Orthologous gene identification is fundamental to all aspects of biology. Specifically, ortholog identification between organisms can provide functional insights for genes of unknown function. Currently, most ortholog identification algorithms require all-versus-all Basic Local Alignment Search Tool (BLAST) comparisons, which are time consuming and memory intensive. We developed a novel algorithm, JustOrthologs, which exploits a previously unidentified bias in coding sequence (CDS) length. By requiring the same CDS lengths between two genes, JustOrthologs decreases ortholog identification runtime by 90%, while obtaining comparable precision and recall scores to OrthoMCL, OMA, and OrthoFinder. Using this technique, we compared 304 complete eukaryotic genomes and confirmed gene annotations for 148,352 genes, clustered 85,660 genes in previously unreported groups, and identified 1,737 potentially mislabeled genes across 7,110 ortholog groups.

What is an ortholog?

Orthologous genes are present in two or more species because they were derived from the same ancestral gene.

Why are orthologs important?

Orthologs provide information about the evolutionary history of species. Because orthologous genes come from the exact same gene, divergences in nucleic sequences can show selective pressure and help identify gene function. Furthermore, orthologs are typically used for phylogenetic tree reconstruction, for which genetic differences help predict time of divergence, as well as species relatedness.

Are other ortholog identification algorithms available?

Yes. However, other algorithms suffer from poor documentation, difficult usability, slow runtime, lack of precision and/or poor recall.

How does JustOrthologs compare to other algorithms?

JustOrthologs is by far the best ortholog identification algorithm. Not only is it well documented and designed to be an easy 1-step process, but its runtime is much faster than all other algorithms while achieving a higher combined precision and recall score. Take a look at the results:

Human versus bonobo runtime for datasets with some orthologs present:

All three versions of JustOrthologs complete all computations for the datasets at least an order of magnitude faster than the other algorithms. When considering the real time, the difference is even greater because the multiprocessing capabilities of JustOrthologs outperforms those of each of the other algorithms.

Human versus bonobo accuracy for datasets with some orthologs present:

All three versions of JustOrthologs have comparable precision and accuracy scores for datasets that contained some orthologs and some false positives.

What is the false positive rate for the algorithm with no orthologs present?

In this dataset, the false positive rate was zero. Across all datasets, the false positive rate for JustOrthologs was nearly zero, and performed significantly better than OMA or OrthoMCL.

Okay, I'm convinced that JustOrthologs is better; but how does it work?

JustOrthologs exploits a coding sequence length bias that exists between orthologs. Many genes are formed by small coding sequences being "spliced" together to form a larger gene.
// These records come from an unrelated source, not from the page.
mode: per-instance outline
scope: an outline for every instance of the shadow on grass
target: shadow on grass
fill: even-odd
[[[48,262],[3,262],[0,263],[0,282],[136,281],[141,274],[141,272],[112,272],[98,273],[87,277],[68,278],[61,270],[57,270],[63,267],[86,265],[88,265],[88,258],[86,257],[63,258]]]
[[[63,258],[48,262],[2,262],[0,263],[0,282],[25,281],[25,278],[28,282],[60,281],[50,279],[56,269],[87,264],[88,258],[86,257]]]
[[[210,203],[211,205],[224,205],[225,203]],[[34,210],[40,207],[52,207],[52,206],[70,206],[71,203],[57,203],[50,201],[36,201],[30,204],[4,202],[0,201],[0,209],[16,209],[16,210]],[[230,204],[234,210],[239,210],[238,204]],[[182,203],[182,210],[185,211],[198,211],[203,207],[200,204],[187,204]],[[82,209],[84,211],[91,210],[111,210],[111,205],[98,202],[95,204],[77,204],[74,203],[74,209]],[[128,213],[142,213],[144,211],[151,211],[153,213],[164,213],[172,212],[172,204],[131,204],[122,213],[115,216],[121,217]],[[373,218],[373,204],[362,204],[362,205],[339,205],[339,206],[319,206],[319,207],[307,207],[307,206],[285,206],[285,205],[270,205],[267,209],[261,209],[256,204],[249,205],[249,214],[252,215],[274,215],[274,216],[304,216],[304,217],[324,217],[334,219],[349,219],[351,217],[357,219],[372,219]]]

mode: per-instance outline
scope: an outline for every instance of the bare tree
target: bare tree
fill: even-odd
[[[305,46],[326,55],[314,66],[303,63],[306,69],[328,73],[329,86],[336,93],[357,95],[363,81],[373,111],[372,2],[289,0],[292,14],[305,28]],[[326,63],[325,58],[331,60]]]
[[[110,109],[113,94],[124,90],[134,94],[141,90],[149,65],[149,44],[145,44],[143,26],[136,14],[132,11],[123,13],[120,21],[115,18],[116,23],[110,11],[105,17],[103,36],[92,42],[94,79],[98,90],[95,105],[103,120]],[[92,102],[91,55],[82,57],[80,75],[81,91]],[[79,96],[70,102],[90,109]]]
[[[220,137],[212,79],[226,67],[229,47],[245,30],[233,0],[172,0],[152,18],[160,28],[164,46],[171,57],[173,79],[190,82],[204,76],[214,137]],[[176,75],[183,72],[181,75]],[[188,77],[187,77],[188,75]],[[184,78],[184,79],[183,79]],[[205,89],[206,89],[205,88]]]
We discovered that the length of these coding sequences is conserved over time, meaning that we only needed to compare the sequence identity of coding sequences that were exactly the same length. By limiting the number of comparisons made, we were able to significantly reduce the runtime of the algorithm while maintain the fidelity of our results.

Conclusion:

If you have a fully annotated genome, it is advantageous to use the coding sequence lengths in JustOrthologs because it decreases runtime and increases overall accuracy. As the number of complete genome annotations increases, we believe that JustOrthologs will play a larger role in ortholog identification because of its speed and accuracy.